Inequality? The word didn’t even begin to paint reality’s picture in 2005. And it’s worse today. The richest 300,000 people pocket as much income as do the poorest 150,000,000 people – one half of the population.
The only thing Greenspan and his ilk have done, other than talk about it, is help the inequality grow. Government policies threw money at Wall Street. And Wall Street financiers turned around and used it to buy and sell whole companies as though they were pieces on a board game.
Cerberus buys up Chrysler in a closed-door deal with Daimler. Before all the papers are even signed, Cerberus takes out a monster group of loans worth 62 billion dollars – using Chrysler, itself, as collateral.
What’s Cerberus going to do with all that money? No one knows, since the company is a “private” company – it doesn’t even have to produce any books to show what it does with all the money. But it’s a safe bet that the top guys in Cerberus are going to pay themselves a very tidy sum for working out this deal. In fact, it’s the purpose of such deals – buy up a company, take out a loan to finish the deal, rake off ten or so billion in profit and then dump the company. All behind closed doors.
And what’s Cerberus going to do when the loans come due? Take out an even bigger loan until the interest payments get so big that Chrysler is strangled – and then dump it. Just like interest payments made on other loans strangled big companies like Bethlehem Steel or Kmart.
Yes, big companies like Ford, GM and Chrysler have always falsified their books. It’s not a different system today. It’s just worse.
Fighting to maximize profit, high finance is no longer interested in buying up companies in order to manufacture products that return a profit. Now they just buy up companies in order to sell them, making billions on the deal – even if they have to take the companies into bankruptcy to do it.
So, yes, it’s worse today.

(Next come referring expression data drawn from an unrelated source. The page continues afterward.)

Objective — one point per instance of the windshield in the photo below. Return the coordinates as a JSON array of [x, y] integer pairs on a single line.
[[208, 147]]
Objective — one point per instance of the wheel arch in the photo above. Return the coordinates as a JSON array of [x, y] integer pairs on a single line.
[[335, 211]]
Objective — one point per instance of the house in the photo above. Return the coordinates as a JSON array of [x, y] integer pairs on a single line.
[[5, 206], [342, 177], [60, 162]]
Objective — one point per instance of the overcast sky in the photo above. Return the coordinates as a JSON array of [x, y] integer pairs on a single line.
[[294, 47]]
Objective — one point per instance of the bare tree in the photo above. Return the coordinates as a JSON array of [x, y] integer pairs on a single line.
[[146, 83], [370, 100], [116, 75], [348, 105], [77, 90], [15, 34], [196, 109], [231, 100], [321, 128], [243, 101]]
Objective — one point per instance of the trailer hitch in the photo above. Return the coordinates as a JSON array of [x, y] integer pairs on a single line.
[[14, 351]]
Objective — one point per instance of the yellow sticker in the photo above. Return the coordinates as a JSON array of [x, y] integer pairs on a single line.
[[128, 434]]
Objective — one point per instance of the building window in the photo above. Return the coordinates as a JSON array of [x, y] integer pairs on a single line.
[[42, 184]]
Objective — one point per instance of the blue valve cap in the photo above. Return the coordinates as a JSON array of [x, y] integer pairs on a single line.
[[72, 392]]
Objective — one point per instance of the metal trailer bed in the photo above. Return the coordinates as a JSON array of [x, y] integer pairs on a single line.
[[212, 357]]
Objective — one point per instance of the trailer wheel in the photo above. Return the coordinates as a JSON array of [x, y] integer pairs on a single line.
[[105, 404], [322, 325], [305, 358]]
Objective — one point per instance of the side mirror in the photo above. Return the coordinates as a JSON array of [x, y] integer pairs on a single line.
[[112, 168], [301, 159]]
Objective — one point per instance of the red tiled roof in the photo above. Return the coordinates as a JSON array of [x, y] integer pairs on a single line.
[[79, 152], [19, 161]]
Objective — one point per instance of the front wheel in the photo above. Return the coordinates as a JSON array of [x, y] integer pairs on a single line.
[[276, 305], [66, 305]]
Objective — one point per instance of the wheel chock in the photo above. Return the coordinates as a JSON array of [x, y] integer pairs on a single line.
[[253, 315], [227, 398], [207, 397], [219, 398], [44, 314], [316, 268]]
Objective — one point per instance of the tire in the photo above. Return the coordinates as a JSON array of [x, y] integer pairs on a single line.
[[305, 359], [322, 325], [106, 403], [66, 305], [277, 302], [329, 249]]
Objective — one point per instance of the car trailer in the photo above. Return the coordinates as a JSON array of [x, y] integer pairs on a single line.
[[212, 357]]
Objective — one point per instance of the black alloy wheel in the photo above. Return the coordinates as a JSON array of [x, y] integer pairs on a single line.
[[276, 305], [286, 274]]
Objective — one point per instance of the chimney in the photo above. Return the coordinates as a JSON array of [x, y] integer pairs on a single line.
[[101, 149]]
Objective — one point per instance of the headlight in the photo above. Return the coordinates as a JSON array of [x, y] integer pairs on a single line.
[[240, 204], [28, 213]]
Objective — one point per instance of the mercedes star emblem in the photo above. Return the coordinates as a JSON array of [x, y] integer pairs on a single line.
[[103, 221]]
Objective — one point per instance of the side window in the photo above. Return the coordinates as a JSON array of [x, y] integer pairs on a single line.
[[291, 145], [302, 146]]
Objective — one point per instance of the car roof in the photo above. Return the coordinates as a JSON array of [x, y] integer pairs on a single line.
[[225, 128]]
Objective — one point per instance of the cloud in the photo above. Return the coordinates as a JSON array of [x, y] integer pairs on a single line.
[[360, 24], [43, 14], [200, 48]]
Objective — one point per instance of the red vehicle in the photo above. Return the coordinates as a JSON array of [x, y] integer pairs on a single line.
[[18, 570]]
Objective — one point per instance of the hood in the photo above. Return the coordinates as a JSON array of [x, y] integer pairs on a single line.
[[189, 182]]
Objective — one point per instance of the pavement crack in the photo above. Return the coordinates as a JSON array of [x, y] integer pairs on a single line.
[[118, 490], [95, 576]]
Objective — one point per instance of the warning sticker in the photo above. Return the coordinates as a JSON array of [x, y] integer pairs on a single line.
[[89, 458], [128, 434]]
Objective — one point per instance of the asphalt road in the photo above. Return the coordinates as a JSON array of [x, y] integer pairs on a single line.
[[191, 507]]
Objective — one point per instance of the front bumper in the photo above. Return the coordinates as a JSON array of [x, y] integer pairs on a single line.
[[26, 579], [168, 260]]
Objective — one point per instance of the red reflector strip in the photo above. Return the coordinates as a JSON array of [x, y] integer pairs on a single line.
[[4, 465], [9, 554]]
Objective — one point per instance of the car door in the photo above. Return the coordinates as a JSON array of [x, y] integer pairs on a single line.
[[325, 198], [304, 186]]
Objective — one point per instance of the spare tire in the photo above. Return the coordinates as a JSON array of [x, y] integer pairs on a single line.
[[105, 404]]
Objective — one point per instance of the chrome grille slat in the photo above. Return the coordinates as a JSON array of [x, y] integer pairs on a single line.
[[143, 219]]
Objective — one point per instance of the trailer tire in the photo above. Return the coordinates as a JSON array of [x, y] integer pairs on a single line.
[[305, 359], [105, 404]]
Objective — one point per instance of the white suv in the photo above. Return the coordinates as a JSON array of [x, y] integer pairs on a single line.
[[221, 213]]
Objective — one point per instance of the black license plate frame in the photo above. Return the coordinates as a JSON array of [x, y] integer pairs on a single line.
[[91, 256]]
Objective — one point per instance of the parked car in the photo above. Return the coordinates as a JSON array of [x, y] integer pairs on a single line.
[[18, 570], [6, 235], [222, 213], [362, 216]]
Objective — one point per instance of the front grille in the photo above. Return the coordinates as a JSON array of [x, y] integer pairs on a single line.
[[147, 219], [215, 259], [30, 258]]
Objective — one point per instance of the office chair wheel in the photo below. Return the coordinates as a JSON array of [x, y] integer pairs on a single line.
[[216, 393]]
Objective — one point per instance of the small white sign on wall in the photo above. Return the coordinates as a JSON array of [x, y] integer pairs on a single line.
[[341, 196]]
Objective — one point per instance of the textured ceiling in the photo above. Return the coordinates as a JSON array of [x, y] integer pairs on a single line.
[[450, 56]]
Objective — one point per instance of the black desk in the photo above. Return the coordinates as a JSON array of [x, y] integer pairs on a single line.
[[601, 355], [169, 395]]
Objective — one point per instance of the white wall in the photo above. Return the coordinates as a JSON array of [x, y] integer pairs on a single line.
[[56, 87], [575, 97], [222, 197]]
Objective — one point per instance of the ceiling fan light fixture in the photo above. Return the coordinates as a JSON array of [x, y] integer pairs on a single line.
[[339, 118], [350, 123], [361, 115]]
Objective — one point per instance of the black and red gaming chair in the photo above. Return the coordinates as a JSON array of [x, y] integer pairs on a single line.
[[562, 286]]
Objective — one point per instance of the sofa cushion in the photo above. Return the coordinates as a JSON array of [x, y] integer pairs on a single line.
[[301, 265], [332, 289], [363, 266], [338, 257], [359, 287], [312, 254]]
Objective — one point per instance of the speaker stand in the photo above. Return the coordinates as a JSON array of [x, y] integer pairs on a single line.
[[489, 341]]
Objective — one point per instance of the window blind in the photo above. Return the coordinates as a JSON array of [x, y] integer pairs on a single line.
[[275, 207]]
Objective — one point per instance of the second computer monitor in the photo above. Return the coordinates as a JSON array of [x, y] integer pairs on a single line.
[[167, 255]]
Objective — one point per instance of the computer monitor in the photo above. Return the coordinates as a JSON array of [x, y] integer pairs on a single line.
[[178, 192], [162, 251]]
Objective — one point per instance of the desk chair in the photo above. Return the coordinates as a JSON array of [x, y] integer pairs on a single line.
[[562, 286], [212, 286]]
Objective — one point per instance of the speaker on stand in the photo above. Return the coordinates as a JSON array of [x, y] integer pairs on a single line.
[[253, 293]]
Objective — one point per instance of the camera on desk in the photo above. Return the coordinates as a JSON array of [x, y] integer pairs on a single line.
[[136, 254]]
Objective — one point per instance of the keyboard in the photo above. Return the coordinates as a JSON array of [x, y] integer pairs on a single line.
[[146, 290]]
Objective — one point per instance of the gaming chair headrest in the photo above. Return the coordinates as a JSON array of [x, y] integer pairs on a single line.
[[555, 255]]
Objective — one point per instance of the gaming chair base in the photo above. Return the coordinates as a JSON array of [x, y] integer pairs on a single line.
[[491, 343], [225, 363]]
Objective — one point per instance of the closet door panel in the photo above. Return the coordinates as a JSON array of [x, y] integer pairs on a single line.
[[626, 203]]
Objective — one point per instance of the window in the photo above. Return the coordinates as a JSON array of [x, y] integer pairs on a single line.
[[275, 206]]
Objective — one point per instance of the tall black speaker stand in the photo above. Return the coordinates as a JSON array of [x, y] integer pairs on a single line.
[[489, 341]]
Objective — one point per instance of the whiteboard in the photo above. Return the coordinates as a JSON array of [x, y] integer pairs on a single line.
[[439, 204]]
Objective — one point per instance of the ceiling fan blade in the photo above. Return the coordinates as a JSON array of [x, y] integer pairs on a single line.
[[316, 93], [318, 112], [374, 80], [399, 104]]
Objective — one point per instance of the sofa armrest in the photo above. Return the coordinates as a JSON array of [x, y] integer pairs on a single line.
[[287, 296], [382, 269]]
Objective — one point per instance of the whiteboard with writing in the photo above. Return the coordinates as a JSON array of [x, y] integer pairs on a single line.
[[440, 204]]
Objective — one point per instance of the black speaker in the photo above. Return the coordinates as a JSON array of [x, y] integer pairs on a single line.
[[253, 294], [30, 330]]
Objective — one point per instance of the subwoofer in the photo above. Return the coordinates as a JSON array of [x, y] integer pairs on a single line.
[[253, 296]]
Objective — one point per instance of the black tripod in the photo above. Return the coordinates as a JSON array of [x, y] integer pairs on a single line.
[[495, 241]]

Worse because these wealthy so-and-so’s have been getting away with it for so long, they keep getting more outrageous in their demands.
The auto companies actually dared last week to spread the word they intend to cut wages and benefits by nearly 40% in the contract coming up. What arrogance!
Almost exactly 30 years ago, the then mayor of Detroit explained that the riots that had struck other cities would never hit Detroit, since things were fine in Detroit. People were content.
He couldn’t have been more wrong – and the rocks, bottles and flames that drove him out of the city proved it.
Workers are not content today. And every one of us knows it. We simmer, waiting for our pot to boil over.